Cakrawala News – 12 September 2026 | Jessica Pegula sukses melaju ke semifinal US Open 3 kali beruntun, namun langkahnya kembali terhenti di tangan Aryna Sabalenka. Petenis unggulan pertama asal Belarusia itu melaju ke final US Open untuk keempat kalinya secara beruntun setelah mengalahkan Pegula dua set langsung 7-5, 6-2 di Stadion Arthur Ashe, New York, Jumat WIB.

Sabalenka memastikan kemenangan dalam waktu 1 jam 20 menit. Hasil ini sekaligus memperpanjang dominasinya atas Pegula di New York, dengan ia selalu menang dalam tiga pertemuan terakhir mereka di US Open.

Kemenangan tersebut membuat Sabalenka menjadi petenis pertama pada era tenis modern atau Open yang mampu mencapai delapan final Grand Slam lapangan keras secara beruntun. Ia melewati catatan tujuh final beruntun yang sebelumnya dicapai Steffi Graf, Martina Hingis, dan Novak Djokovic.

Sabalenka juga menjadi petenis putri keenam pada era Open yang mencapai setidaknya empat final tunggal putri US Open secara berturut-turut. Ia menyamai pencapaian Evonne Goolagong Cawley, Chris Evert, Martina Navratilova, Graf, dan Serena Williams.

Perlawanan ketat di set pertama

Menghadapi Pegula, Sabalenka mendapat perlawanan ketat pada set pertama. Kedua petenis sama-sama mampu mempertahankan servis hingga kedudukan 5-5 dan hanya menghasilkan satu peluang break masing-masing.

Sabalenka kemudian merebut gim ke-11 untuk unggul 6-5 sebelum mematahkan servis Pegula pada gim berikutnya melalui pukulan backhand yang gagal dikembalikan lawannya.

Pada set kedua, Sabalenka mulai menjauh. Ia memanfaatkan peluang break keempat melalui forehand winner dari pengembalian servis kedua Pegula untuk memimpin 3-1.

Pegula kesulitan melalui servis keduanya dengan hanya memenangi lima dari 19 poin atau 26 persen. Sebaliknya, Sabalenka hanya menghadapi satu peluang break sepanjang pertandingan dan kembali mematahkan servis Pegula untuk memastikan kemenangan 6-2.
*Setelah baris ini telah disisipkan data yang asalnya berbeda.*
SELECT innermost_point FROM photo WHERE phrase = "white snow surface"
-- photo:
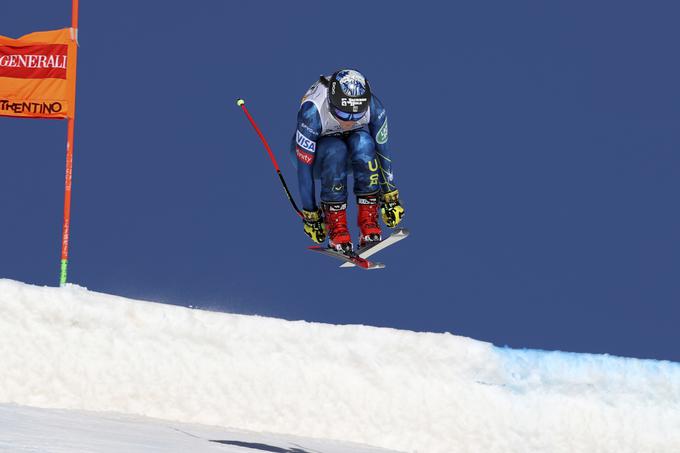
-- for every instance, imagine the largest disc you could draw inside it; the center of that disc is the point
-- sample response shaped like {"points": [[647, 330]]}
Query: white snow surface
{"points": [[32, 430], [70, 348]]}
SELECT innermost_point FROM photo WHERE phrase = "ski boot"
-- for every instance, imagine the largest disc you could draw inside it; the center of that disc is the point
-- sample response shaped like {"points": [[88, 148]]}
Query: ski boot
{"points": [[367, 219], [335, 216]]}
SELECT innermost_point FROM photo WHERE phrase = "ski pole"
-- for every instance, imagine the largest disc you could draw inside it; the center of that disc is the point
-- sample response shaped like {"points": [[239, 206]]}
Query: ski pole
{"points": [[241, 103]]}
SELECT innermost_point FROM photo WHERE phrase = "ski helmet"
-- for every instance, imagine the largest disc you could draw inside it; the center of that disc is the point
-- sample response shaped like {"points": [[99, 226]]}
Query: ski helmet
{"points": [[349, 95]]}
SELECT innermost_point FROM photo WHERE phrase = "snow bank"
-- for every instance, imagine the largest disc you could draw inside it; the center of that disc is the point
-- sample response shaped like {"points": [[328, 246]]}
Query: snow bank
{"points": [[418, 392]]}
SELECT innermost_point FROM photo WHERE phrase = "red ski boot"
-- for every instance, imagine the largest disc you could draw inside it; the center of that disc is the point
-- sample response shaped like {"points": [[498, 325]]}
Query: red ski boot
{"points": [[335, 216], [368, 219]]}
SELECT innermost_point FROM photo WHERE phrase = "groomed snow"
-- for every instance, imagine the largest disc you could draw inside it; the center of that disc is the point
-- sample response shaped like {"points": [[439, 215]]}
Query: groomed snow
{"points": [[70, 348]]}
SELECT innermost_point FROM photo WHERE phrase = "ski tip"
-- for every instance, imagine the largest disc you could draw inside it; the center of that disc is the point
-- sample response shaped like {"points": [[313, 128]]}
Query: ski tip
{"points": [[401, 231]]}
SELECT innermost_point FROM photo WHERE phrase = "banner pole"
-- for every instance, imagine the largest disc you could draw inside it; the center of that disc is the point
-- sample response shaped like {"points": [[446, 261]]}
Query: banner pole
{"points": [[69, 154]]}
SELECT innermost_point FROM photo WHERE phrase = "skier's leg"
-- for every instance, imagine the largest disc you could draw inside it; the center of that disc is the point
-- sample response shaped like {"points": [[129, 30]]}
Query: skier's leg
{"points": [[366, 184], [333, 153]]}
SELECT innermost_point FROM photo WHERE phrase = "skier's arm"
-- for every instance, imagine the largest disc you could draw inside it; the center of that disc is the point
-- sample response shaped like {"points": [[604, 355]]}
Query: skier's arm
{"points": [[306, 135], [378, 128]]}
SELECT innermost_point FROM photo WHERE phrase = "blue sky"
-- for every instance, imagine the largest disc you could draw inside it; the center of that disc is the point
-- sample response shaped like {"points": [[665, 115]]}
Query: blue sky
{"points": [[536, 148]]}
Dalam laporan lain, Sabalenka tercatat mencatatkan tujuh ace dan 29 winner, sekaligus membatasi ruang gerak lawannya. Serangkaian groundstroke kerasnya membuat Pegula tertinggal 0-40 pada momen krusial set pertama, sebelum akhirnya Sabalenka mengamankan set point setelah pengembalian Pegula menyangkut di net.

Dorongan terakhir di Grand Slam

Sabalenka mengaku sangat ingin menang, terutama setelah kalah dalam pertandingan sulit melawan Pegula di lapangan rumput dan tidak tampil terlalu baik di pertengahan musim.
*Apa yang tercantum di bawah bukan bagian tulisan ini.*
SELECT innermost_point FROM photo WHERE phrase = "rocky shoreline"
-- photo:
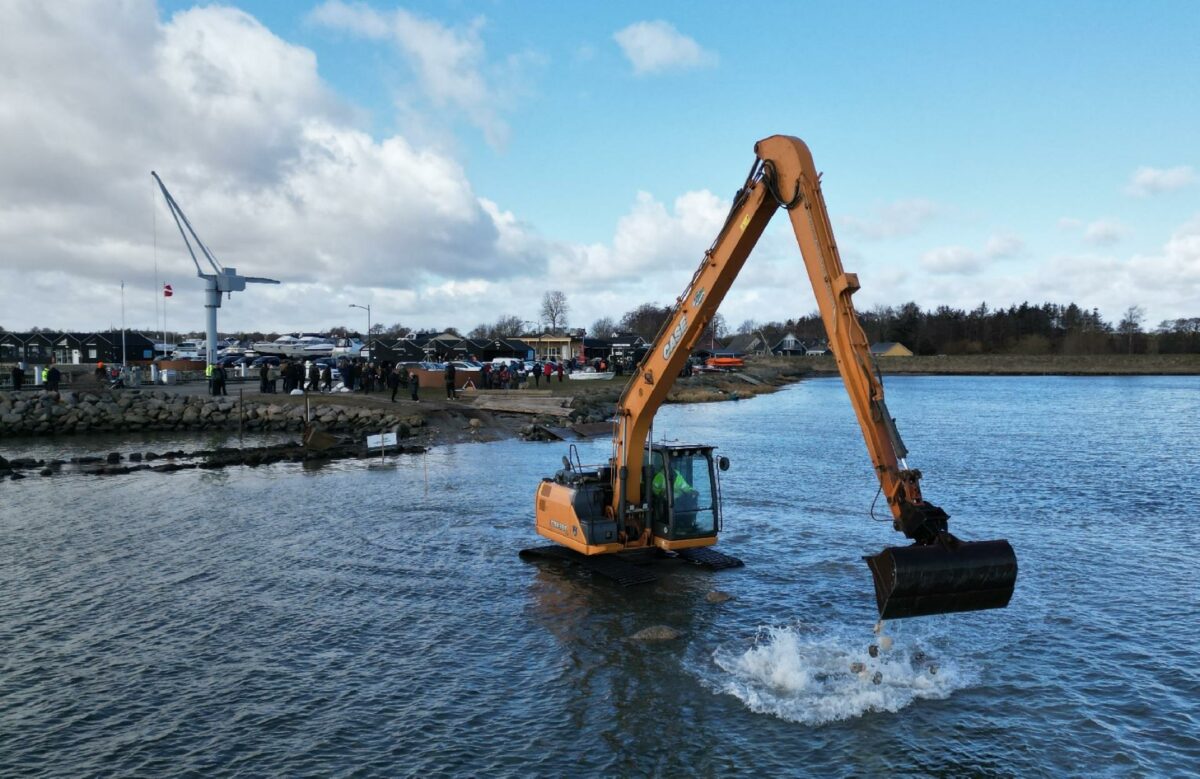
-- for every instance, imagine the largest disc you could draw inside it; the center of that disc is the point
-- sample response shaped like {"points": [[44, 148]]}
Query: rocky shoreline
{"points": [[47, 413]]}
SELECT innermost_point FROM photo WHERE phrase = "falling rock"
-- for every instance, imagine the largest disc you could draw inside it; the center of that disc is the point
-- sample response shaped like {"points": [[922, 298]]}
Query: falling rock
{"points": [[657, 633]]}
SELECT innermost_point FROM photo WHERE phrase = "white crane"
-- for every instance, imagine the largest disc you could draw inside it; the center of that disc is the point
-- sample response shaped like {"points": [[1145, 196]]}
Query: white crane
{"points": [[222, 280]]}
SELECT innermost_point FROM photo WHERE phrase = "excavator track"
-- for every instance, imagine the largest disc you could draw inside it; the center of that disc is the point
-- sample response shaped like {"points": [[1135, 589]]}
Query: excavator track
{"points": [[609, 565], [709, 557]]}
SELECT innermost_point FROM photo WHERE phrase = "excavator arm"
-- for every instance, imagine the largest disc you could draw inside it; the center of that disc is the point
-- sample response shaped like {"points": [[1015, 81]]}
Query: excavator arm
{"points": [[939, 573]]}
“Saya sangat ingin menang. Saya kalah dalam pertandingan yang sulit melawan Jess di lapangan rumput dan tidak tampil terlalu baik di pertengahan musim,” kata Sabalenka dalam konferensi pers seusai pertandingan dikutip dari WTA.

“Rasanya, jika berbicara tentang Grand Slam, ini seperti dorongan terakhir bagi saya pada musim ini. Saya sangat ingin mencapai final dan tentu saja ingin melangkah sampai akhir,” ujarnya menambahkan.

Sabalenka pun menilai performanya kali ini lebih baik dibandingkan pertemuan-pertemuan sebelumnya dengan Pegula. Pegula, yang sempat mengalahkan Sabalenka di lapangan rumput Berlin tahun ini, disebut mengakui bahwa laga kali ini adalah penampilan terbaik Sabalenka sepanjang tahun.

Peluang sejarah di partai puncak

Di babak final, Sabalenka akan menanti pemenang dari semifinal lainnya yang mempertemukan unggulan kedua Elena Rybakina melawan unggulan keempat Coco Gauff. Pertemuan dengan Gauff bukan hal baru bagi Sabalenka, mengingat Gauff adalah lawan yang mengalahkannya di final US Open 2023.

Sementara itu, Rybakina yang mengalahkan Sabalenka pada final Australia Terbuka Januari lalu, berhasil menggeser posisi Sabalenka dari peringkat satu dunia hanya dengan mencapai semifinal di turnamen ini.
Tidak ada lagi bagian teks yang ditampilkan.